In diese Situation hinein sagt der Prophet Haggai: „Achtet doch drauf, wie es euch geht! Ihr sät viel und bringt wenig ein. Ihr esst und werdet doch nicht satt. Ihr trinkt und bleibt doch durstig, Ihr kleidet euch und keinem wird warm. Und das verdiente Geld behaltet ihr nicht.“ (Haggai 1,6) In Haggais Beobachtung schwingt die Frage mit: „Woran liegt es, dass das so ist? Wie kommt es dazu? Was läuft falsch?“ Erklärungen waren schnell zur Hand: Die ungünstige Wirtschaftslage, die häufige Dürre, die zu kleinen Ackerflächen und das persische Steuersysten wurden für die geringen Erträge, das „schale Lebenssgefühl“ und letztendlich auch für den abgebrochenen Tempelbau verantwortlich gemacht. Doch Haggai sieht es genau andersherum: Nicht die Möglichkeiten sind zu gering für den Tempelbau, sondern weil ihr den Tempel nicht baut, bleibt euer Leben karg.“  Der Tempel war nicht als Prunkbau gedacht, damit Gott sich wohlfühlt – sondern der Tempel ist DER Ort, der von Gott erzählt und ihn würdigt. DER Ort, der meinen Horizont und mein Herz erweitert.  DER Ort, an dem Menschen Gott begegnen und auf ihn hören, um so die Welt mitzugestalten und ein Segen für die Welt zu sein.  

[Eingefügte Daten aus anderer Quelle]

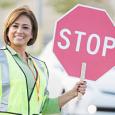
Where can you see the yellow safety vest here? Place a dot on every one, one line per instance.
(13, 87)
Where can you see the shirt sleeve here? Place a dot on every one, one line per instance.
(51, 106)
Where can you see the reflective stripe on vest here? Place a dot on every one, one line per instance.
(5, 82)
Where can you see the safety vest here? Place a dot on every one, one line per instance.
(14, 97)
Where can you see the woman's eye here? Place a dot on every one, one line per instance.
(15, 26)
(25, 27)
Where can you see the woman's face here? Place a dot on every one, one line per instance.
(20, 32)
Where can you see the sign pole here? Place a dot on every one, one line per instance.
(82, 77)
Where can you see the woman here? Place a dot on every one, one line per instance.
(23, 83)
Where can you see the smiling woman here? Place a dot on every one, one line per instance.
(23, 86)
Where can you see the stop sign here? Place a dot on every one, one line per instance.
(85, 35)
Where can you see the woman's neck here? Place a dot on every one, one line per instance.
(21, 51)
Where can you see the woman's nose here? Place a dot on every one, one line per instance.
(19, 30)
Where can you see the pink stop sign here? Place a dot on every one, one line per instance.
(85, 35)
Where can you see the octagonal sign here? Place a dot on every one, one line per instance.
(85, 35)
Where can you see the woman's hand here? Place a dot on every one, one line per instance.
(80, 87)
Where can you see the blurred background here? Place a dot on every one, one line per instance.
(100, 96)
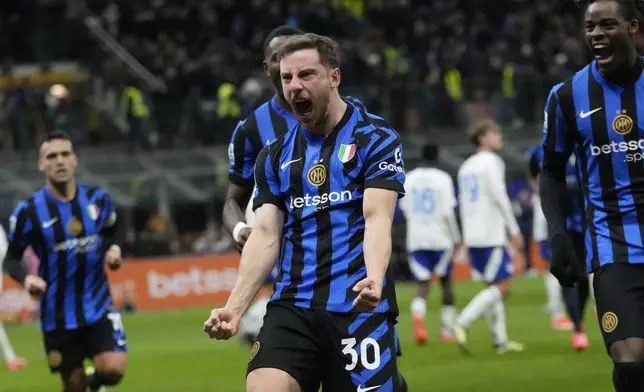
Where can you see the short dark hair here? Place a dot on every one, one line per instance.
(628, 8)
(54, 135)
(430, 153)
(480, 129)
(281, 31)
(326, 47)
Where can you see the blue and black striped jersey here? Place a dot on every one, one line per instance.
(574, 219)
(601, 123)
(263, 126)
(69, 239)
(320, 183)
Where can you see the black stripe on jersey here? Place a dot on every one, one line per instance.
(280, 126)
(252, 133)
(567, 105)
(81, 266)
(61, 264)
(605, 166)
(324, 243)
(635, 169)
(297, 188)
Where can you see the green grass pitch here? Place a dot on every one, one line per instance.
(169, 352)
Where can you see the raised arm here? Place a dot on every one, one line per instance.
(384, 184)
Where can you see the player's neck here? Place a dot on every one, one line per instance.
(629, 72)
(337, 109)
(62, 191)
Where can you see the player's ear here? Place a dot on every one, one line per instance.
(633, 27)
(265, 66)
(335, 77)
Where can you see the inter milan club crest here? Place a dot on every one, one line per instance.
(317, 175)
(92, 211)
(622, 124)
(74, 226)
(346, 152)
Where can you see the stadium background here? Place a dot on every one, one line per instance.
(430, 68)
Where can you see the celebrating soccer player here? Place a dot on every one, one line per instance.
(487, 219)
(433, 237)
(9, 355)
(268, 122)
(71, 228)
(596, 114)
(325, 200)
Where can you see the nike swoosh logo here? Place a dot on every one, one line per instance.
(286, 164)
(49, 223)
(586, 114)
(360, 389)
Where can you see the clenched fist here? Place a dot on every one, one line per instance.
(222, 324)
(35, 285)
(369, 295)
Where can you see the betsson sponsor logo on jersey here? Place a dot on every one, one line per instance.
(320, 202)
(633, 149)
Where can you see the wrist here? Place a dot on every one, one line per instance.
(237, 230)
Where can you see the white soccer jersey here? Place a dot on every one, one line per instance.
(4, 246)
(539, 223)
(429, 210)
(485, 208)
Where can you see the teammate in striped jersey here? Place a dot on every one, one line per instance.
(575, 298)
(268, 122)
(597, 115)
(487, 219)
(11, 360)
(71, 228)
(326, 197)
(433, 237)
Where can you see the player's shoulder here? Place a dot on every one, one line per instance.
(370, 129)
(249, 124)
(565, 88)
(26, 206)
(93, 192)
(354, 101)
(275, 149)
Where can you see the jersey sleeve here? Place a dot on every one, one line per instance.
(556, 135)
(20, 226)
(385, 167)
(241, 157)
(267, 190)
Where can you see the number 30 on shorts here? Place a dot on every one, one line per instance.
(349, 348)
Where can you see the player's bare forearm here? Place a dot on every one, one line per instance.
(554, 191)
(12, 264)
(378, 206)
(237, 198)
(258, 258)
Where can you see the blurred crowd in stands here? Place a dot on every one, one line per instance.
(424, 65)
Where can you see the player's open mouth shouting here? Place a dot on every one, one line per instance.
(303, 106)
(602, 51)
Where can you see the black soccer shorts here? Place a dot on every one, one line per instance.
(619, 293)
(345, 352)
(66, 350)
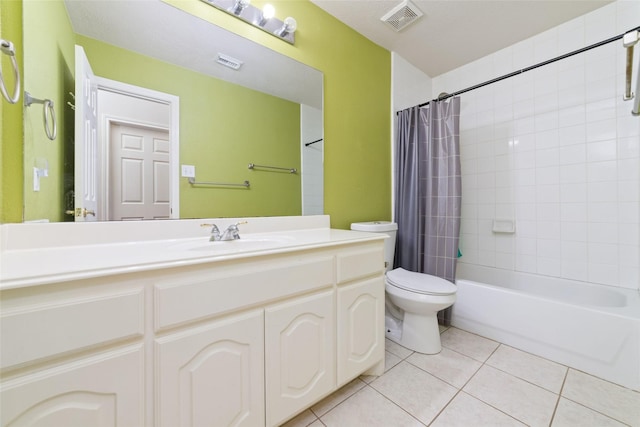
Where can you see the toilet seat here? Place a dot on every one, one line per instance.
(420, 283)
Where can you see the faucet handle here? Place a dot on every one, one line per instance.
(215, 232)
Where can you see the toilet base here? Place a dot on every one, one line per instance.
(416, 332)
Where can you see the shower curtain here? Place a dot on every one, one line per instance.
(428, 190)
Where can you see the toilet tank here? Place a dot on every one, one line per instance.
(386, 227)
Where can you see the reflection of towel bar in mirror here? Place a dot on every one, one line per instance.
(47, 112)
(193, 181)
(7, 48)
(312, 142)
(253, 166)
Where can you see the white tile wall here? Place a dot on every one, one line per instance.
(557, 149)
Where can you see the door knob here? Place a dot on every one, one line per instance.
(83, 212)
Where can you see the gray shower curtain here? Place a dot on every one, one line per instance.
(428, 190)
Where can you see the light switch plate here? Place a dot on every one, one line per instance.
(188, 171)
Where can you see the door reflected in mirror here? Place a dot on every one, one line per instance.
(265, 113)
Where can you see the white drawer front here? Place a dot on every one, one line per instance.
(64, 326)
(186, 297)
(360, 262)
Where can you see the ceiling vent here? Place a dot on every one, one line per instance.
(402, 15)
(228, 61)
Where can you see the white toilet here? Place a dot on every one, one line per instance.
(413, 299)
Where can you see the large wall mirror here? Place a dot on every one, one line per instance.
(164, 99)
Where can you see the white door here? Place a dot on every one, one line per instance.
(139, 172)
(86, 140)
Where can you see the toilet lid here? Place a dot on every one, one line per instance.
(420, 282)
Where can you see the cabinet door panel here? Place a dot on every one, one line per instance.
(104, 390)
(360, 327)
(300, 349)
(213, 374)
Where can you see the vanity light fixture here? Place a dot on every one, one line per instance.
(288, 27)
(240, 6)
(263, 19)
(268, 12)
(229, 61)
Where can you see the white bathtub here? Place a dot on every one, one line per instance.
(592, 328)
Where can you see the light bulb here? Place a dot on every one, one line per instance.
(290, 24)
(288, 27)
(268, 12)
(239, 6)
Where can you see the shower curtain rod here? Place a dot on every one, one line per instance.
(532, 67)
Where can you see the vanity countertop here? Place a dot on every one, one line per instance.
(79, 251)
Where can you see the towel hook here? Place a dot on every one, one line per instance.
(7, 48)
(47, 112)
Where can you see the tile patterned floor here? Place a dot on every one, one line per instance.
(474, 382)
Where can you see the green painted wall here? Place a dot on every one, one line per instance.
(357, 110)
(357, 103)
(223, 128)
(48, 74)
(11, 172)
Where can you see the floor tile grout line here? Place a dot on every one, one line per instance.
(342, 401)
(597, 411)
(479, 399)
(555, 408)
(396, 404)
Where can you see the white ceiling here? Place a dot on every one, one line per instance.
(161, 31)
(452, 33)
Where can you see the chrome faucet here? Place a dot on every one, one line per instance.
(231, 233)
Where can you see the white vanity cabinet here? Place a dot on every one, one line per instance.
(72, 354)
(299, 354)
(248, 341)
(360, 312)
(212, 375)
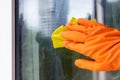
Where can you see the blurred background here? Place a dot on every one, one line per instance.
(36, 59)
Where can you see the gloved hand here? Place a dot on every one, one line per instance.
(101, 43)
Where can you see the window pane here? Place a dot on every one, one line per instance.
(36, 59)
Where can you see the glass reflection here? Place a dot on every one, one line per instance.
(37, 59)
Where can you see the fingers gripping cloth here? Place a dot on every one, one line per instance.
(99, 42)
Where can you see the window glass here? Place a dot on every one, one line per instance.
(36, 59)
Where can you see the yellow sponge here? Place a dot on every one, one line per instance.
(56, 35)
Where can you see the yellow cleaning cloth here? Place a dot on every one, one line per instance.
(56, 35)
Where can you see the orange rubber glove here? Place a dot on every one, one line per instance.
(99, 42)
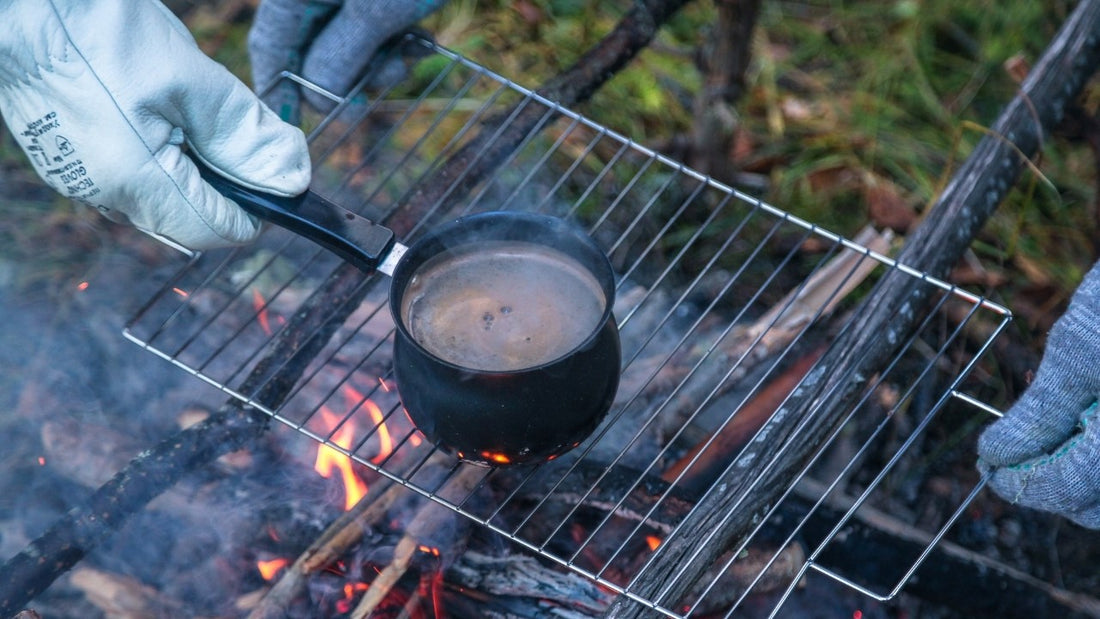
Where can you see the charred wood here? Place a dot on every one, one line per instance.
(750, 487)
(66, 542)
(151, 473)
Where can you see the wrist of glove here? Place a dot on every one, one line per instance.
(101, 95)
(330, 43)
(1045, 452)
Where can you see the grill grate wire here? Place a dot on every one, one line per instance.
(708, 279)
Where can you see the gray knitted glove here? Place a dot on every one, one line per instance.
(331, 43)
(1045, 452)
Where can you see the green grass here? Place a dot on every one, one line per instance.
(840, 95)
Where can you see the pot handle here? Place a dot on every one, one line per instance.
(355, 239)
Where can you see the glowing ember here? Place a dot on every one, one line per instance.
(350, 590)
(270, 568)
(497, 457)
(330, 460)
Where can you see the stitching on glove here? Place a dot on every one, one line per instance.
(1051, 459)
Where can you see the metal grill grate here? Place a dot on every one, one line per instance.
(722, 298)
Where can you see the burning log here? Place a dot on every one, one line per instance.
(32, 571)
(430, 517)
(752, 484)
(344, 532)
(151, 473)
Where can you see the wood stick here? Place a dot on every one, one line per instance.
(29, 573)
(340, 535)
(750, 345)
(431, 517)
(337, 539)
(704, 462)
(754, 483)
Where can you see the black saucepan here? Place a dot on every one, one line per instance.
(506, 350)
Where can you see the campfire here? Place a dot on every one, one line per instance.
(725, 306)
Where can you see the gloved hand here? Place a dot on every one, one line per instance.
(101, 94)
(1045, 452)
(331, 43)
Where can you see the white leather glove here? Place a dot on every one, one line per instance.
(102, 94)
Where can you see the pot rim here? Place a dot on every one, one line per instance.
(607, 284)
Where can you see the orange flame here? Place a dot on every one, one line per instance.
(330, 460)
(385, 441)
(270, 568)
(350, 589)
(261, 306)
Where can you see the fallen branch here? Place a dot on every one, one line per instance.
(430, 518)
(752, 484)
(66, 542)
(340, 535)
(151, 473)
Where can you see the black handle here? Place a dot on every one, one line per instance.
(355, 239)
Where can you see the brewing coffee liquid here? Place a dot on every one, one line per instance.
(502, 306)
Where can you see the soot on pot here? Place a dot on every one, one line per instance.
(502, 306)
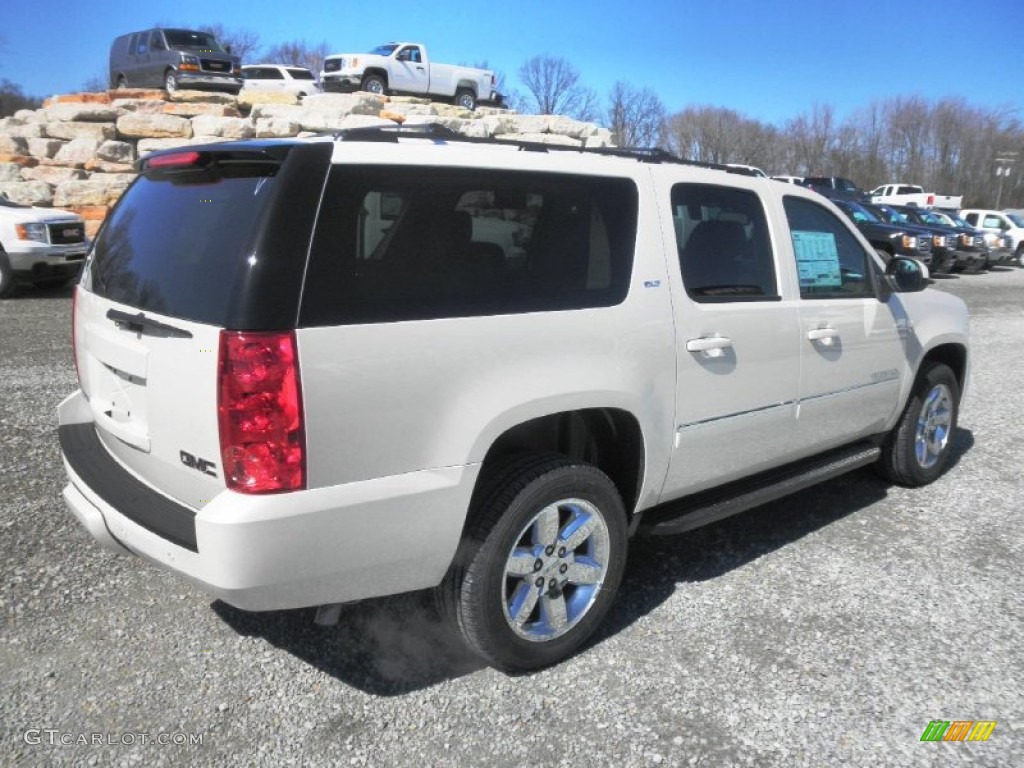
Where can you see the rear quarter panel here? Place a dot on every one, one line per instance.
(388, 398)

Haggai weist darum das Volk darauf hin: „Ihr habt eure Leben und eure Herzen zu eng gefasst. Eure Gedanken und euer Tun beziehen sich nur auf eurer eigenes Leben, auf kleine Erfolge und kurzweiligen Befriedigungen. Euer Leben bleibt klein, weil Gott, das Vertrauen in seine Hilfe  und der Nächste keinen Platz darin haben.  Darum können weder Gott noch Menschen euch mit Zufriedenheit, Sinn und Glück beschenken. Wenn ihr euer Leben in einem so kleinen Raum lebt, wird es arm. Wer erfüllt leben möchte, braucht einen größeren Horizont und einen Lebensraum, der größer ist als das eigene Haus, die alleinige Sorge um sich, das eigene Ego und die eigenen Ziele.“ Haggai wirbt darum, dass Gott und mein Nächster wieder im Mittelpunkt meines Lebens stehen. 

Viele Probleme in unserer Gesellschaft wären schnell gelöst, wenn wir mehr die Verbindung  mit Gott und dem Nächsten suchen würden. Im Fragen nach Gottes Willen, im Suchen seiner Nähe, im Hören auf Gott, im Aufeinander-achten und Sich-kümmern um einander liegen genau die Weite und Erfüllung, der Friede und die Zufriedenheit, die Liebe und das Glück verborgen, wonach wir uns sehnen. Gottes Tempel – das sind heute wir!  Gott will selbst in uns auf diese Weise unter uns erfahrbar sein. Wenn ich mich für Gott und meinen Nächsten öffne, in der Gemeinde Jesu mitarbeite,  mich für das Wohl von Menschen einsetze, wird das meinen Horizont und Herz weiten – weil ich an Gottes am „lebendigen Tempel“ mitbaue.